My parents are amazing people.
I know most people say that and sometimes unfortunately not enough can say that but I can and for that I am truly grateful!
Now I’m not saying they are 100% perfect, but with what they had they did their gah damn very best and as one of four of their children that’s all we could ever ask for.
Both my parents were born in Mexico and at young ages both moved to the U.S. with their families. Both graduated high school and both literally started from the bottom and worked their way up in their respective careers. Though I know it wasn't easy for them.

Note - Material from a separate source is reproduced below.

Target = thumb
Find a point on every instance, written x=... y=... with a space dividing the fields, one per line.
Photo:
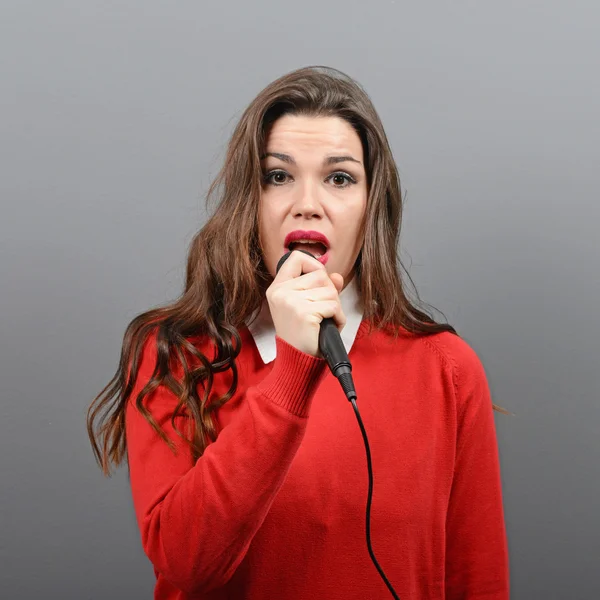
x=338 y=281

As a kid, I remember trying to stay up to catch my dad coming home late from work or having an art fair at school and not having them able to come because both were working. They weren't the parents who could always pick us up right after school or make it to all of our games. We were often left in after school care or picked up by family members and dropped off at our sports practice then later picked up by my parents. As a kid it wasn't that I felt they were never there because they were. They would literally get off work and come to us where ever we were, where ever we needed them to be. More often than not they would come to our practices still in their work clothes and just watch us (if my dad was coaching us he’d change from his work clothes and start coaching!). With four kids in soccer six-days-a-week, they never just had 8 hour work days. They made it when they can and when they did we were their sole focus.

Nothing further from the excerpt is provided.